The Italian government on Thursday got the green light from the European Commission to push ahead with plans to invest in ultra broadband rollout in uneconomic areas.

The Italian ultra broadband scheme, which carries a budget of around €4 billion, is in line with the EU’s state aid rules, the Commission said, noting that it will spread the availability of fast Internet connections, without distorting competition.

"The broadband scheme will bring faster Internet to Italian consumers and businesses.

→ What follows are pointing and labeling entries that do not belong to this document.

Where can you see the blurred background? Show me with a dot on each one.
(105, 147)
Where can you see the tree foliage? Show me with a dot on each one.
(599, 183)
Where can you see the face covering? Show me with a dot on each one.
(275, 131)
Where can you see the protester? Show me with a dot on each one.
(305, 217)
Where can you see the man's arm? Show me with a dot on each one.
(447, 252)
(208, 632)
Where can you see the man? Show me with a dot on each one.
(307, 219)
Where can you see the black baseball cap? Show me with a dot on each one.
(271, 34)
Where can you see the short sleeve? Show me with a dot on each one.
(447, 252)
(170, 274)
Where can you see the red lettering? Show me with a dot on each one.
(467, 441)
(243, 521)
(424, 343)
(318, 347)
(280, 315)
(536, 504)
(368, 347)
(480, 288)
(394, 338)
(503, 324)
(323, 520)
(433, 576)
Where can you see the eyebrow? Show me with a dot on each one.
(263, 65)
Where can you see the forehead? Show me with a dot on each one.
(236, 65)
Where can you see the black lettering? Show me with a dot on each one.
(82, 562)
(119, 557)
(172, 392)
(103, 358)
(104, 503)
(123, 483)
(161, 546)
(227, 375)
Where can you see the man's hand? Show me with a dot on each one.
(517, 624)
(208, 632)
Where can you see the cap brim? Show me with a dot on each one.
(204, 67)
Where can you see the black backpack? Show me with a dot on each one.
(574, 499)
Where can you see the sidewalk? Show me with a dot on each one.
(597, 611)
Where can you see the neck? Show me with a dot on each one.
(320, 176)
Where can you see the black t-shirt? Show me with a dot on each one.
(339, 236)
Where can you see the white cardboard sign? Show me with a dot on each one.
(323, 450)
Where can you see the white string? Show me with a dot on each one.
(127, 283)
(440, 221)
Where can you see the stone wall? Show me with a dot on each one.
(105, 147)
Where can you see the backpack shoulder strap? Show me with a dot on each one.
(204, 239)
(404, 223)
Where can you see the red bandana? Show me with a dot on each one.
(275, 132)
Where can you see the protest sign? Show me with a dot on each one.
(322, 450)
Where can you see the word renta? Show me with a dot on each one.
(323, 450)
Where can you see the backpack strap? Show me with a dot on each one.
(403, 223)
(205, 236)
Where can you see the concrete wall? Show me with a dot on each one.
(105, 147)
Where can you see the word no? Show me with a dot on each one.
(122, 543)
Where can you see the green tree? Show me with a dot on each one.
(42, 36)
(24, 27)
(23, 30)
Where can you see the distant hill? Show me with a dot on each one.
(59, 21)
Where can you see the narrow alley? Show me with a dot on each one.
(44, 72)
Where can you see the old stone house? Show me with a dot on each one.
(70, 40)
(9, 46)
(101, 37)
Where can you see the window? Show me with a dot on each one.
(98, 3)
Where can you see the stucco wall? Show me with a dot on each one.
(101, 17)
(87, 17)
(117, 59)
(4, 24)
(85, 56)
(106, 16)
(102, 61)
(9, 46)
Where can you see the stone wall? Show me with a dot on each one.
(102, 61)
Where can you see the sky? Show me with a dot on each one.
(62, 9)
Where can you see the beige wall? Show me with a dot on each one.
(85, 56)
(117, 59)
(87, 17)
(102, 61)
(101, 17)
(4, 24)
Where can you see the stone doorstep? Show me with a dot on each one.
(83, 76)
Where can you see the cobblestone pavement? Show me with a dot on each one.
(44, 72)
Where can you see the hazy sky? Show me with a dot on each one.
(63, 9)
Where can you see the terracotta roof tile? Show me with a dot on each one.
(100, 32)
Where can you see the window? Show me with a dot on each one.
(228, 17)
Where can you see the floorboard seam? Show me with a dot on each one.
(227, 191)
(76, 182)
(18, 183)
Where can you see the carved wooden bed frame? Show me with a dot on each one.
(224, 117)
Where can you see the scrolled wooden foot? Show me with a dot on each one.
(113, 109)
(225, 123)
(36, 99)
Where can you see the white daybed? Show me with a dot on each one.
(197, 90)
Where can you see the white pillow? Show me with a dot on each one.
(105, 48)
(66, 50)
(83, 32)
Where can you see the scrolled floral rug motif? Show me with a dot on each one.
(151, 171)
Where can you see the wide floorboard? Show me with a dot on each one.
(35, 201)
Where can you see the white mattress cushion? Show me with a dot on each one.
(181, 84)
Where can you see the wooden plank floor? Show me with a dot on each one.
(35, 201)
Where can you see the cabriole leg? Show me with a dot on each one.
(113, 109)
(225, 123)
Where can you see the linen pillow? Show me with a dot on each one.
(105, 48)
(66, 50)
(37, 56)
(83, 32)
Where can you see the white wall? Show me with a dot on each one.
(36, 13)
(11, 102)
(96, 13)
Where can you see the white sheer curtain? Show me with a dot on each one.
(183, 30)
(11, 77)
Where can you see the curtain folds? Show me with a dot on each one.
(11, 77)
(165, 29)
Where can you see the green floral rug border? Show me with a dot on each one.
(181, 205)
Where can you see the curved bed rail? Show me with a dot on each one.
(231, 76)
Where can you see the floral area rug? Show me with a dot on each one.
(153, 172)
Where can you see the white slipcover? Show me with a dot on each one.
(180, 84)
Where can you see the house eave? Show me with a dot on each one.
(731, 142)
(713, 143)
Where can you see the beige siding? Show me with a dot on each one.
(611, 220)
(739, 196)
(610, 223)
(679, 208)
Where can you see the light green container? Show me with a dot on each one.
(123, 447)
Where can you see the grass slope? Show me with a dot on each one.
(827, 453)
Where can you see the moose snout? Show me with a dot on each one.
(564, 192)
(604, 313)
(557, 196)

It will help Italy to build the necessary infrastructure and contribute to creating a connected Digital Single Market in the EU," European competition commissioner Margrethe Vestager commented.

"Thanks to good cooperation with Italy, we have been able to finalise the assessment of the scheme very swiftly," she said.

According to the statement issued by the EU, Italy’s ultra broadband scheme will contribute to the country’s goal of providing 85% of households and all public buildings with 100 Mbps broadband and will run until the end of 2022. The Italian state will finance the new infrastructure in full, but will select a licensee to operate the network, it said.

The details do not exactly match the ultrafast broadband plan detailed by Italian prime minister Matteo Renzi in August last year, when he explained that the state would provide €7 billion of funding – €4.9 billion from the government and €2.1 billion from regional institutional funds – as part of a €12 billion project to make ultrafast broadband available to all Italian citizens by 2020.

However, the scheme presented to the EU clearly forms part of the same over-arching goal: to enable the state to contribute to making high-speed Internet services much more widely available.

The Commission said it assessed the Italian plan under its state aid rules with the aim of ensuring that public funding does not replace private investment and that multiple service providers are able to use the infrastructure on a non-discriminatory basis, thereby protecting competition.

The Italian plan makes provision for public money to be spent on underserved areas where end users have no access to speeds in excess of 30 Mbps. It will also foster competition between operators, the Commission said.